「みんなのために」、建築について話し合おう|八藤後 猛
日本大学 理工学部 建築学科 准教授
たとえば,普段なにげなく踏むちょっとした階段。私たちにとってはただの段差だが,車いすを使う人にとっては大きな「障害」となる。バリアフリー建築に関する研究を行ってきた八藤後猛さんは約10年前,少子高齢化が社会問題になるのをきっかけに,子どもを取りまく環境に注目した。
子どもの安全を守るために
「よく,危険物は子どもの手の届かない場所に置こうというが,何cmの高さなら安全なのだろうか。いざ研究しようとすると,子どものからだの寸法に関するデータってほとんどないんですね」。スタートは,そこからだった。八藤後さんは1歳から6歳までの子どもを対象に,手が届かない高さを知るために背や腕の長さを測定した。また,指の厚さなどの統計をとり,手が挟まらないような手すりと壁の距離を導き出した。データを元に,模型を用いた検証実験やアンケート調査も行った。

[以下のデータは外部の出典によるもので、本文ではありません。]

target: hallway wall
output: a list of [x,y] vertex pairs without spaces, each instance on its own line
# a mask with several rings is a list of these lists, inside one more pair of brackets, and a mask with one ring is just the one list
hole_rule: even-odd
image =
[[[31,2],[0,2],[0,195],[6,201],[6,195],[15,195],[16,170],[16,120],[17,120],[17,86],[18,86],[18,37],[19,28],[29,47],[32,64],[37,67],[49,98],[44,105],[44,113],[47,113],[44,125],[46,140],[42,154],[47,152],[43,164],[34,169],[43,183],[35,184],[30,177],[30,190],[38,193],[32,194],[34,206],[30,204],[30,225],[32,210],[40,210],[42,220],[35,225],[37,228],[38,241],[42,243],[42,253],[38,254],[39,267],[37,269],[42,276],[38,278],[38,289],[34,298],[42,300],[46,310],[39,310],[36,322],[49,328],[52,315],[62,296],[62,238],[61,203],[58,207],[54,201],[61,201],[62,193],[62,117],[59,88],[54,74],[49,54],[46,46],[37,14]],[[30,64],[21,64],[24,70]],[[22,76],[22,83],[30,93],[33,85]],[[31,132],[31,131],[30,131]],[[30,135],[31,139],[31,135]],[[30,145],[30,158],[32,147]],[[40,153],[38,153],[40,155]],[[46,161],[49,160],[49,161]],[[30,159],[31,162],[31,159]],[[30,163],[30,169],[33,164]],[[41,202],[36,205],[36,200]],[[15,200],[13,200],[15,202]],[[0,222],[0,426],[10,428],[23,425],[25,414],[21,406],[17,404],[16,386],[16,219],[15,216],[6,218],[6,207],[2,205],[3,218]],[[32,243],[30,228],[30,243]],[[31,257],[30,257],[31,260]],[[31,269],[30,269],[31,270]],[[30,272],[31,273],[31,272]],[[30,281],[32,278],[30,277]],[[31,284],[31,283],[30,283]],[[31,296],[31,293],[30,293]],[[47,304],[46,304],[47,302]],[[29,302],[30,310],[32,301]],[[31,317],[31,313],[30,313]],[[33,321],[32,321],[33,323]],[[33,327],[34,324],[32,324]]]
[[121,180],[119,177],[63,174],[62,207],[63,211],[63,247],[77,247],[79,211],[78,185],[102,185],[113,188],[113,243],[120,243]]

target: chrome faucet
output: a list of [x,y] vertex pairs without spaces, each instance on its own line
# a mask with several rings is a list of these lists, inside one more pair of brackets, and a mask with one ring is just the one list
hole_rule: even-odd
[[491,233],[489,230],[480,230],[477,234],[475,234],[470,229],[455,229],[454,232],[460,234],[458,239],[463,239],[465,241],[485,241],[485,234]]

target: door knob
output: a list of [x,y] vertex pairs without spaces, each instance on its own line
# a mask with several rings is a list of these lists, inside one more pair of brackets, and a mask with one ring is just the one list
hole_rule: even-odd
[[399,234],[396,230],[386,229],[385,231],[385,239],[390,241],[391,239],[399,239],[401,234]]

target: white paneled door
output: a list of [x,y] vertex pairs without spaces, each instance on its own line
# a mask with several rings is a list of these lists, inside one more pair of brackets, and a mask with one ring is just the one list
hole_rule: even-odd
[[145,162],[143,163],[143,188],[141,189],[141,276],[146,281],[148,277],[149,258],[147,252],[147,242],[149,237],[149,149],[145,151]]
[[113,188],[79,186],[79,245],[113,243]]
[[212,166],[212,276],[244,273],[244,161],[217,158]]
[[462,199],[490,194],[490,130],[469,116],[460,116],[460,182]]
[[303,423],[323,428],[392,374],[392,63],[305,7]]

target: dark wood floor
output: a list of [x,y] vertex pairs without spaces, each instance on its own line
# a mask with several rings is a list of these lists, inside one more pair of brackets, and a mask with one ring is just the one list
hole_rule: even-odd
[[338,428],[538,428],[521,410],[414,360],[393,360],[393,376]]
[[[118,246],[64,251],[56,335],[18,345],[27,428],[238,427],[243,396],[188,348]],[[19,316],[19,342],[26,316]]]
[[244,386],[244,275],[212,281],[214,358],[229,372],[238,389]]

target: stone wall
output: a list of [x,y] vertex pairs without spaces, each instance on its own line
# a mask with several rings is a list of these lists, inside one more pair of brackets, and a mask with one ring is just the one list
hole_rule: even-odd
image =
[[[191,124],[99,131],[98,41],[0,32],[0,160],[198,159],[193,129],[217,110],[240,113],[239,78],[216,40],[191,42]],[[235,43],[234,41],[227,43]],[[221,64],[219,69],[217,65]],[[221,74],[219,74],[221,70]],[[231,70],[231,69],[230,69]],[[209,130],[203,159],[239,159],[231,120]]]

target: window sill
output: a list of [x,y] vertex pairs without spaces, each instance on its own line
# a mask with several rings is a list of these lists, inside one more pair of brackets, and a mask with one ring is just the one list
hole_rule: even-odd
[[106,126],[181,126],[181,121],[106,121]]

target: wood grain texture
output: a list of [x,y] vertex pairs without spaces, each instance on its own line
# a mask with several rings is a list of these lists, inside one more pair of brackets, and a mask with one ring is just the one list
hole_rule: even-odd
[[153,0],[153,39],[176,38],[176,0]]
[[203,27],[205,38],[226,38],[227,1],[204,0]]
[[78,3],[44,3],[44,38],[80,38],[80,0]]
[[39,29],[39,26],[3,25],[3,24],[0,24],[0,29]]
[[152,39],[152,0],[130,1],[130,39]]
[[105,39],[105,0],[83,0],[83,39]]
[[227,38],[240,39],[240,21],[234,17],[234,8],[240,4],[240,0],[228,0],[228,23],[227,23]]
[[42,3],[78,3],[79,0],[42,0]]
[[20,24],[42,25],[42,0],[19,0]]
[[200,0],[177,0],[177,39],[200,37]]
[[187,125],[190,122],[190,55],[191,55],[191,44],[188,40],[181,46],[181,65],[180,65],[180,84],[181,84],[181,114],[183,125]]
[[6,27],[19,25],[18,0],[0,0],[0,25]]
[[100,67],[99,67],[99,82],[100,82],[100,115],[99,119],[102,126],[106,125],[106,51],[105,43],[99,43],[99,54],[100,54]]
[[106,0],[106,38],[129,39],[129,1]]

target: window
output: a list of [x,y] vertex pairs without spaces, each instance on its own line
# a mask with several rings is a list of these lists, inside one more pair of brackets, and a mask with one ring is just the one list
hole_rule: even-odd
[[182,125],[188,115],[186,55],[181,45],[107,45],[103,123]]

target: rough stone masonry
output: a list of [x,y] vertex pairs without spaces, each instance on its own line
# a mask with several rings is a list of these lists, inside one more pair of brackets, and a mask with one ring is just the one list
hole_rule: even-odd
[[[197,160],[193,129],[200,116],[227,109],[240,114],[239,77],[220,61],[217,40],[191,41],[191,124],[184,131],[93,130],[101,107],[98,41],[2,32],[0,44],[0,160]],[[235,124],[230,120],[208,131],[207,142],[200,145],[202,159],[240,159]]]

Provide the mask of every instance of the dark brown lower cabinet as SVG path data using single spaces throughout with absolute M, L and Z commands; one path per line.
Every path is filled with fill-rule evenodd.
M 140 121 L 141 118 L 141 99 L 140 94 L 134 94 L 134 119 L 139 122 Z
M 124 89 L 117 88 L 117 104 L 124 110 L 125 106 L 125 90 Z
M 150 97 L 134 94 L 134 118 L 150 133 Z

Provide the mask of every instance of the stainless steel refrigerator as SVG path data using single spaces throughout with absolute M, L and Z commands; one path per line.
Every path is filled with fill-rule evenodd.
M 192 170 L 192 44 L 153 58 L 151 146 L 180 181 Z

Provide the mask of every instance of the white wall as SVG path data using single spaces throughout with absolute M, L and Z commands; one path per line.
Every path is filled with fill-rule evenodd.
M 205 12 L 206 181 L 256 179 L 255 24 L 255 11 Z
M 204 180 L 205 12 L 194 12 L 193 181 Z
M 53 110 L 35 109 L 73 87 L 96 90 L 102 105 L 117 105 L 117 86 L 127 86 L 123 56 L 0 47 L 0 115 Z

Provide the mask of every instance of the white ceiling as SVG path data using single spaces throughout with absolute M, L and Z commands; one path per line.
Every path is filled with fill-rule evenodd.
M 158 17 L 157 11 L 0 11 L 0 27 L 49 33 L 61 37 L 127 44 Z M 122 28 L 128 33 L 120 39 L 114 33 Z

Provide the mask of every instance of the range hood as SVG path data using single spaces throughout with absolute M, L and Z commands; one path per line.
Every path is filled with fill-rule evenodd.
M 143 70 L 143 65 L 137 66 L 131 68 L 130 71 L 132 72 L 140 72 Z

その結果,危険物は 80cm以上の高さに置く必要があり,穴やすき間の直径は2.5mm以下あるいは15mm以上であることが望ましいことがわかったのだ。建築物や周りの環境を整えることで,子どもの安全はつくり出せる。
社会と密接に関わる
「建築は芸術と違って,人が生活する空間なので,必ずそこには社会的な視点が入ってきます」。そんな八藤後さんの研究テーマは多岐にわたる。研究室のゼミでは,学生と一緒に新聞記事を読み,時事的な話題について「これって本当なのかな」などと,感想から議論にまで発展させる。ここで,仮説の立て方,ものの考え方,調査・実験方法の組み立て方を学んでもらうのだそうだ。アンケート調査では,学校や公共機関の協力を得るために,まずは自分の研究の意義を伝え,理解してもらうところから一歩ずつ始まる。八藤後さんの研究室には,モノづくりだけでなく,建築を通して人間を知りたいという学生が集まる。今日も,彼らは「みんなのために」議論を交わす。(文・安冨真央)
八藤後 猛(やとうご たけし)プロフィール:
日本大学 理工学部 建築学科 准教授。1981年,日本大学大学院理工学研究科修了。国立職業リハビリテーションセンター,障害者職業総合センター適応環境研究部に勤務。1996年より助手,専任講師を経て現職。博士(工学)。